Some of the green garlic went into scrambled eggs along with the beet greens, but I finished up the week with green garlic and green onions left over.
Week 2: more green garlic and green onions, basil, arugula, mesclun, carrots with tops, sugar snaps, and a big bunch of funky unfamiliar greens
The sugar snaps vanished over dinner, as they always do, straight out of the bag of CSA goodies.
I am going to use the green onions and most of the green garlic in this recipe from the NYT. I probably don't want the baby garlic bulbs in there, since overbrowned garlic gets unpleasantly acrid, and I am going to save out the scapes for my scrambled eggs.

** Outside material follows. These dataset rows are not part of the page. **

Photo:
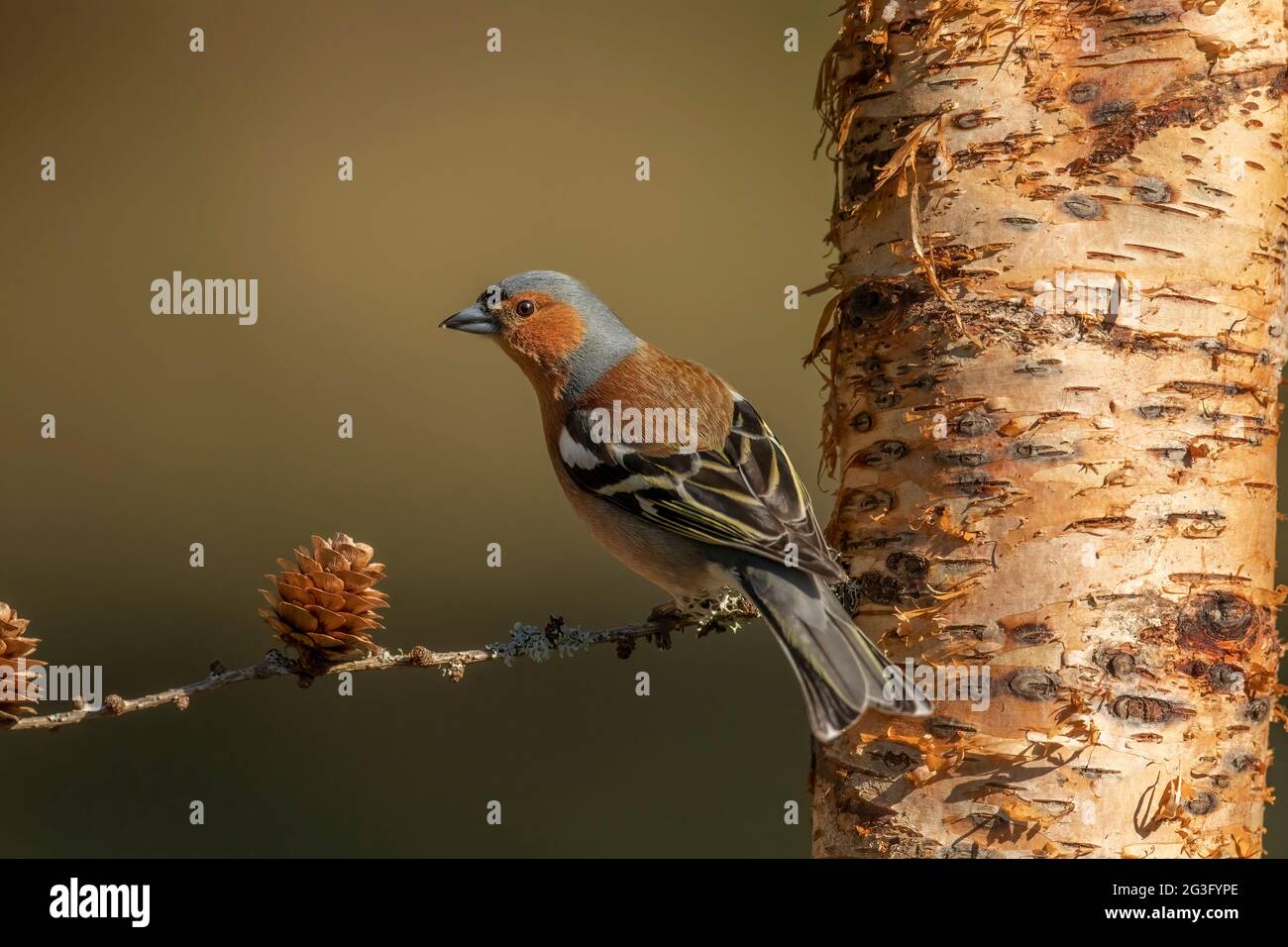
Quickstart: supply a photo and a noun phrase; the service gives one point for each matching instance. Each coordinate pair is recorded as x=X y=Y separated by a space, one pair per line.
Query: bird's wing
x=745 y=495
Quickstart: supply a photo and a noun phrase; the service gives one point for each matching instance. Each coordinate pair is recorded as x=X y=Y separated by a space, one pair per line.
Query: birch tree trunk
x=1055 y=348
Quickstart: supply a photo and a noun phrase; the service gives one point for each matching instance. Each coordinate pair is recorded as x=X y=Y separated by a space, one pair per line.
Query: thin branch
x=526 y=641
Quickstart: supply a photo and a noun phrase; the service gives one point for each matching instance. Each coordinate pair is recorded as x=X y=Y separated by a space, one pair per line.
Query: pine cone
x=325 y=604
x=17 y=684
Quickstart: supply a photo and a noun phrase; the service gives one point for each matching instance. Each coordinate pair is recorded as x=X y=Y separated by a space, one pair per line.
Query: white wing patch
x=574 y=454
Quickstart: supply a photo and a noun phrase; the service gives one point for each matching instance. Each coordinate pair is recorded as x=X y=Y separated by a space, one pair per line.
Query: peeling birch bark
x=1055 y=348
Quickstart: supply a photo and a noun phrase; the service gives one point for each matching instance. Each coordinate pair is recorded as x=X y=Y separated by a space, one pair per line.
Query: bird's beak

But I figure it should work to add in the greens. I'll report back.
The mesclun and some of the arugula will turn into lunch salads, which I will enjoy more if I make myself a batch of carrot-miso dressing. And hey, I have just the carrots for that. Our farmer encouraged us to use our carrot tops in pesto, but probably we will feed ours to the guinea pigs instead. The big bunch of funky unfamiliar greens will go into green potato soup, where they will be joined by the remaining arugula. That leaves only the basil. Caprese salad tomorrow, I suppose, to accompany the...whatever I decide to serve under the garlic-onion sauce, and pesto on Thursday with the remainder.
Top tips for CSA newbies overwhelmed by greens: cook 'em down (spinach soup for one meal rather than spinach salads for six meals), blend 'em up. That bunch of herbs is less likely to turn black and squishy in the fridge if you turn it into pesto than if you dole it out a few leaves at a time.